The binding legal principles established are: (1) In urgent chamber applications under Rule 60 of the High Court Rules 2021, failure to use Form 23 instead of Form 25 does not per se render the application fatally defective where the application is served on the interested party and the court directs a hearing on notice; (2) A company and its directors have locus standi to institute spoliation proceedings to protect possession of property registered in the company's name, regardless of challenges to the validity of share transfers; (3) To succeed in spoliation proceedings, an applicant must prove: (a) that they were in peaceful and undisturbed possession of the property, and (b) that the respondent wrongfully deprived them of that possession; (4) An offer letter issued by the Minister of Lands does not entitle the holder to occupy land before the current occupier has been duly evicted by due process of law through a court order; (5) The fact that a spoliator may be lawfully entitled to property does not render the seizure any less illegal, and the dispossessed party can still claim a spoliation order; (6) Parties are not allowed to take the law into their own hands through self-help remedies, regardless of the perceived strength of their claims.
The court made several significant observations: (1) Makonese J endorsed and followed the traditional approach to spoliation articulated by the Supreme Court in Botha v Bennet 1996 (2) ZLR 73 (S), noting that recognizing any resort to self-help without a court order is "the surest recipe for disorder, degenerating into possible violence and the aberration of the rule of law"; (2) The court observed that the respondent's attitude, as reflected in his statement that applicants "would rather have me hold on to the offer letter at home and not bother checking in on my rights," demonstrated an improper resort to self-help; (3) The court noted that while applicants sought interdictory relief in their draft order, they made no attempt to canvass and establish the requirements for an interdict in the founding affidavit, highlighting the importance of properly pleading the basis for all relief sought; (4) The court emphasized that the rules of procedure are designed to ensure that litigants are heard and given the opportunity to advance their arguments, reflecting a purposive approach to procedural compliance.

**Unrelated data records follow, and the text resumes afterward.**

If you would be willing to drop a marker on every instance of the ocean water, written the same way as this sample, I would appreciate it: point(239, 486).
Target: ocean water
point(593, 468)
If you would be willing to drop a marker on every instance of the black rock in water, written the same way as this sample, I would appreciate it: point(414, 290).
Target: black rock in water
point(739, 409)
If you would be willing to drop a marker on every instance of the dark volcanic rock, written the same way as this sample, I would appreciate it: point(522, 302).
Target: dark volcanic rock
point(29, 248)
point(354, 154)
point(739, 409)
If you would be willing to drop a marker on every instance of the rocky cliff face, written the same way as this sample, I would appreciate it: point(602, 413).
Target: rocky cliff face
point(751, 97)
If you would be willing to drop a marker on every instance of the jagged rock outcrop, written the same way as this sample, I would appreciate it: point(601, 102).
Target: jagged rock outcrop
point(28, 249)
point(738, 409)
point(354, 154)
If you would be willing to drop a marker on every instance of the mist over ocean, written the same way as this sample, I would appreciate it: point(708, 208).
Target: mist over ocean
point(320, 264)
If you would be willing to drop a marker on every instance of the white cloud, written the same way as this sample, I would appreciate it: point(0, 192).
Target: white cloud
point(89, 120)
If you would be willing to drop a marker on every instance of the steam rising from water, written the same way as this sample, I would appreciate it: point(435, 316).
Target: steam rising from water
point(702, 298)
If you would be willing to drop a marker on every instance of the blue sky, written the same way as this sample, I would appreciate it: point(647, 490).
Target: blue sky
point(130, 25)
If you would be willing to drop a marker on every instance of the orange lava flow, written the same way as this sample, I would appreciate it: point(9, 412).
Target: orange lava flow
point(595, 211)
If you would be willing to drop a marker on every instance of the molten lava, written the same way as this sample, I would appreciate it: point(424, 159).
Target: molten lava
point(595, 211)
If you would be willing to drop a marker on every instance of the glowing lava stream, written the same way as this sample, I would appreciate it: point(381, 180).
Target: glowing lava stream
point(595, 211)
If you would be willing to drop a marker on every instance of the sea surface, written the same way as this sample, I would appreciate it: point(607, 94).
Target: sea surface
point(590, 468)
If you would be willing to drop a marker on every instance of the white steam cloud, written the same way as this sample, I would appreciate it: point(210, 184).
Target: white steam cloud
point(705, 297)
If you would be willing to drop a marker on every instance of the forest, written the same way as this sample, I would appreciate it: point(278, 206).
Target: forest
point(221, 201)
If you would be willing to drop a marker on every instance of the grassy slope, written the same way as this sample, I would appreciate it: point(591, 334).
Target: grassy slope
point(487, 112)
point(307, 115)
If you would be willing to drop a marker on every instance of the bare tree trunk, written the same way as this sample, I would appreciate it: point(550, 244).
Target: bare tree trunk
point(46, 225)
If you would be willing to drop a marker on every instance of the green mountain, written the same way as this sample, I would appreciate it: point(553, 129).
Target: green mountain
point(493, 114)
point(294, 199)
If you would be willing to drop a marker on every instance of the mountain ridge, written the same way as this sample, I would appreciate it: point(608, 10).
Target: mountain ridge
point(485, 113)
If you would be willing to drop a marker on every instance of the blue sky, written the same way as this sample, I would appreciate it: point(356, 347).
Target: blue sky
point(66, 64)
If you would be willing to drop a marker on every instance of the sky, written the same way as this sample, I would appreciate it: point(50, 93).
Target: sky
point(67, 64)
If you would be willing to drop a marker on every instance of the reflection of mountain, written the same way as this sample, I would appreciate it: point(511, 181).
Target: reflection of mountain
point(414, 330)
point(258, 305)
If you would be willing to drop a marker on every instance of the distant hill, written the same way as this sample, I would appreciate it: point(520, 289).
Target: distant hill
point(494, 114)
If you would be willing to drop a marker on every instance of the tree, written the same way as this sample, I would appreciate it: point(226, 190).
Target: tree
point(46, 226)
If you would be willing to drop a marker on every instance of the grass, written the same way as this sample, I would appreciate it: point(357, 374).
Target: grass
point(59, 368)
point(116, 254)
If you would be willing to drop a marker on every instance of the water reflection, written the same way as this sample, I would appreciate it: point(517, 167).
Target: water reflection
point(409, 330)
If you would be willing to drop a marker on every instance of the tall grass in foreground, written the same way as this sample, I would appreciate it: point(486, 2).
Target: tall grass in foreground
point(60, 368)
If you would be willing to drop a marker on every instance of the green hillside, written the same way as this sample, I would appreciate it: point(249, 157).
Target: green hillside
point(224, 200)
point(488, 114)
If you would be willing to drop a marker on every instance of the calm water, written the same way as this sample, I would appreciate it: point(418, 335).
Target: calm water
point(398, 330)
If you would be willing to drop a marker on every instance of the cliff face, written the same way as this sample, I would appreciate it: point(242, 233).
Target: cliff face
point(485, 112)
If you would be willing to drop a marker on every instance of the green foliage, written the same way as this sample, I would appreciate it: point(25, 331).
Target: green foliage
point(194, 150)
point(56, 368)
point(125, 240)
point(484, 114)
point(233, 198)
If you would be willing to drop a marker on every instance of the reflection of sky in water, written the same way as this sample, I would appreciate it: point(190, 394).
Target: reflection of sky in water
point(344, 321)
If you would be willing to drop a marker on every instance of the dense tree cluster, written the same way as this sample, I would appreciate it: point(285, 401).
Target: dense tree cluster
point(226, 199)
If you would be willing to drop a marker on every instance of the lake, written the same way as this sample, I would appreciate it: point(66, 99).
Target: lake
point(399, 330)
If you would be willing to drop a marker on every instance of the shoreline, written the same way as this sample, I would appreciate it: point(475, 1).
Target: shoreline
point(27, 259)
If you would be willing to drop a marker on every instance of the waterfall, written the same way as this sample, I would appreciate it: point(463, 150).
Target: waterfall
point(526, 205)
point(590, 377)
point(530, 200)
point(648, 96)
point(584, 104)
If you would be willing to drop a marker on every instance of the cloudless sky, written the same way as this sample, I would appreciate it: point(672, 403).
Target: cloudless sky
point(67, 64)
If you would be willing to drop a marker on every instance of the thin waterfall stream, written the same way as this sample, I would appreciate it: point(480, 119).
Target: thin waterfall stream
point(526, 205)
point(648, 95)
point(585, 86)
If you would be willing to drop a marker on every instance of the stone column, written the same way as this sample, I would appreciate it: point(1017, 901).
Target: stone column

This case reaffirms fundamental principles of Zimbabwean property law in the context of land reform: (1) that offer letters issued by the Minister of Lands do not confer self-executing rights of occupation and do not entitle holders to resort to self-help; (2) that peaceful possession must be restored through spoliation orders regardless of competing claims to ownership or rights to the property; (3) that procedural irregularities in the form of urgent applications will not defeat substantive relief where the opposing party has been properly served and afforded a full opportunity to be heard; and (4) that in spoliation proceedings, the court focuses on the fact of peaceful possession and unlawful dispossession, not on underlying questions of title or ownership. The judgment reinforces the rule of law principle that parties may not take the law into their own hands, even where they may have legitimate claims to property, and must pursue their remedies through proper legal channels.